The decentralized finance protocol Aave is introducing a new safety feature called Aave Shield after a user lost approximately $50 million in a swap last week. The incident involved converting a large amount of USDt to AAVE via CoW Swap, resulting in a massive loss due to low liquidity and a sandwich attack by an MEV bot. Aave stated the user ignored multiple on-screen warnings, including one acknowledging potential 100% value loss.
The Aave protocol will deploy a new feature called Aave Shield to block swaps with a price impact exceeding 25%. This follows an incident where a user suffered a loss of roughly $50 million while using Aave’s interface to swap USDt for AAVE.
The user attempted to convert $50.4 million in USDt via decentralized exchange CoW Swap but received only about $36,500 worth of AAVE. Aave stated the user signed the transaction despite multiple warnings, including an alert for “high price impact” and a confirmation box stating, “I confirm the swap with a potential 100% value loss.”
Part of the loss resulted from a Maximal Extractable Value bot executing a sandwich attack, profiting nearly $10 million.
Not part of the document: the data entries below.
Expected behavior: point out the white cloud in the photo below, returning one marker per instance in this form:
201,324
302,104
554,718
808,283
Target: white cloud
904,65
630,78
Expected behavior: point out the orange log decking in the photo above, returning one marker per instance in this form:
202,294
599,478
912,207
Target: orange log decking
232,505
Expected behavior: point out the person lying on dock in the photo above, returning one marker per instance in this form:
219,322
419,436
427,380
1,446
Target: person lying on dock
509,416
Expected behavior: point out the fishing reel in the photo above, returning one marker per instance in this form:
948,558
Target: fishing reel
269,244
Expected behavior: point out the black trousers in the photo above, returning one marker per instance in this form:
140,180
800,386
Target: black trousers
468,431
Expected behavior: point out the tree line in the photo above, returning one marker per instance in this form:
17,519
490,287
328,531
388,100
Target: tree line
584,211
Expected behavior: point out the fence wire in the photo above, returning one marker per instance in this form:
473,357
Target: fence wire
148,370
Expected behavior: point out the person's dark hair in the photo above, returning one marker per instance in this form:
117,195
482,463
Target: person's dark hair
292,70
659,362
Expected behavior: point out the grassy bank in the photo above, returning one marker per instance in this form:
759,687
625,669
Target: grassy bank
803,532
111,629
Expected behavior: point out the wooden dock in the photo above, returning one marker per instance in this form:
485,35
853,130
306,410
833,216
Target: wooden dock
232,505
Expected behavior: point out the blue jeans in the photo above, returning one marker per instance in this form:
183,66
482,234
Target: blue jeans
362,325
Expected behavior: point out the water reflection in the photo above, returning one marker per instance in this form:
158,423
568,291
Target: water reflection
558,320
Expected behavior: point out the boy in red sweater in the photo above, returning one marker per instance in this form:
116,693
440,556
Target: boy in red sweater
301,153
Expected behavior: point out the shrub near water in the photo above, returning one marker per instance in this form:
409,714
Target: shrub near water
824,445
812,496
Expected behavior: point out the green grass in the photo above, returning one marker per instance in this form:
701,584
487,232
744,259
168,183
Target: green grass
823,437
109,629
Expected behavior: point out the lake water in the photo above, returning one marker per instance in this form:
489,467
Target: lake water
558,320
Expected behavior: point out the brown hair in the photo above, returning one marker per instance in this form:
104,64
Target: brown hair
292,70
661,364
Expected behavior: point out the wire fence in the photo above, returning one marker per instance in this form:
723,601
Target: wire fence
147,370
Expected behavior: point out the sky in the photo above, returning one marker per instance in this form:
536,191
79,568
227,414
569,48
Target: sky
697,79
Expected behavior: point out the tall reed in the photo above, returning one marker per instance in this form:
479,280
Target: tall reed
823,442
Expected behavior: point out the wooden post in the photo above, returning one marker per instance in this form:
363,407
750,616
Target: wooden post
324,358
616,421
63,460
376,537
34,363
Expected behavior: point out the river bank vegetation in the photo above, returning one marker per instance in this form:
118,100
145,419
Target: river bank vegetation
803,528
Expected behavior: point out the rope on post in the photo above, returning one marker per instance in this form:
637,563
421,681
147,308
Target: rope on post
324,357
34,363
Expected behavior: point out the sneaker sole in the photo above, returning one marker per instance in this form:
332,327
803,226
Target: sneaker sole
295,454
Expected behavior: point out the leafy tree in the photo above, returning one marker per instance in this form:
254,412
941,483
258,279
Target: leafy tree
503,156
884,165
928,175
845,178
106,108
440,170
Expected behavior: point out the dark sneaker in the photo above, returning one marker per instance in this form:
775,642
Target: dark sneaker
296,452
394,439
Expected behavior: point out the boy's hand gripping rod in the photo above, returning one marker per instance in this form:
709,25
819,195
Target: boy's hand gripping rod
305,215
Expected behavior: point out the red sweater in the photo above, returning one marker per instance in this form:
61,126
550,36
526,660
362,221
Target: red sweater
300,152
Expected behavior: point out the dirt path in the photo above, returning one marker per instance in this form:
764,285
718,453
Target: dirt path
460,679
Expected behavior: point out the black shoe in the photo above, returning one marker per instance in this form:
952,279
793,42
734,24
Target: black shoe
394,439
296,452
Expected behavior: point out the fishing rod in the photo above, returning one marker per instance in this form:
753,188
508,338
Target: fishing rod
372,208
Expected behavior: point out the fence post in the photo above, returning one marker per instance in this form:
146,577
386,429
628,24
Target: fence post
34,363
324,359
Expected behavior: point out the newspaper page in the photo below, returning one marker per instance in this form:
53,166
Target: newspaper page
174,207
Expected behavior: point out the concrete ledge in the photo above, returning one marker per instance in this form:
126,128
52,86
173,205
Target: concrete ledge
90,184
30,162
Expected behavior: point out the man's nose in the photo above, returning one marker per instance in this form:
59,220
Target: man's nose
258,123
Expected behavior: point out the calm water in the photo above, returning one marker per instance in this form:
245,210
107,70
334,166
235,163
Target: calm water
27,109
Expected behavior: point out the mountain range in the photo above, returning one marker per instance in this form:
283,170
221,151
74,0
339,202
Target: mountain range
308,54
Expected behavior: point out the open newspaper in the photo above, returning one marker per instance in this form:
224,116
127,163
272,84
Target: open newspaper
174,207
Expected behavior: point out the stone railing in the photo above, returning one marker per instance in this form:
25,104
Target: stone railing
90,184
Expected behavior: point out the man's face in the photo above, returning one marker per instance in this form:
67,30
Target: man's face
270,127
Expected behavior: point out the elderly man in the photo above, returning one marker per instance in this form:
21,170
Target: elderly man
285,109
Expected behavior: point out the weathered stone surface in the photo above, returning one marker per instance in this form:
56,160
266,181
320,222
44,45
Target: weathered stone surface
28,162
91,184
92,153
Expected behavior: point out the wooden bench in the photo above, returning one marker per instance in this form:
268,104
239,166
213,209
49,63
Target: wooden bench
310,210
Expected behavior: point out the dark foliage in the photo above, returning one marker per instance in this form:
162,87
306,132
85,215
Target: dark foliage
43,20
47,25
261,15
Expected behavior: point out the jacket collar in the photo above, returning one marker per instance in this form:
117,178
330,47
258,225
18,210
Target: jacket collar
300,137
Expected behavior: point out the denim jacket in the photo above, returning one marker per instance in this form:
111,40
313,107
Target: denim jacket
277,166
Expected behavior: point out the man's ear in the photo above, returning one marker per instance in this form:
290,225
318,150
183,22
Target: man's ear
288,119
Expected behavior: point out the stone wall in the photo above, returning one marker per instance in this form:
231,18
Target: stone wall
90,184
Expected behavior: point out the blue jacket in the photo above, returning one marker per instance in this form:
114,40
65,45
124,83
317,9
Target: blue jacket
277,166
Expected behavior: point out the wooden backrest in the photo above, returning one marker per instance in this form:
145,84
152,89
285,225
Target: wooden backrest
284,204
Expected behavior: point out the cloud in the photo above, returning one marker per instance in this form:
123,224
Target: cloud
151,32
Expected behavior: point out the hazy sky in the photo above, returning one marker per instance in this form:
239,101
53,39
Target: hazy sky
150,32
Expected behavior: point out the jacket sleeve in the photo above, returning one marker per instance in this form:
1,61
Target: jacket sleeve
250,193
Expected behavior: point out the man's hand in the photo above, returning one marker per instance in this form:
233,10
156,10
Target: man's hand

CoW DAO, the team behind the exchange, cited poor liquidity and multiple infrastructure failures as contributing factors.
CoW DAO noted a solver with a better quote failed to submit the transaction, while another was blocked by an outdated gas limit. “We do not have final answers on all of the issues surfaced above yet,” CoW DAO said, committing to transparent investigation.
The new Aave Shield protection will be enabled by default, requiring users to manually disable it for high-risk trades. Aave detailed the upcoming feature in a post-mortem statement released on Saturday.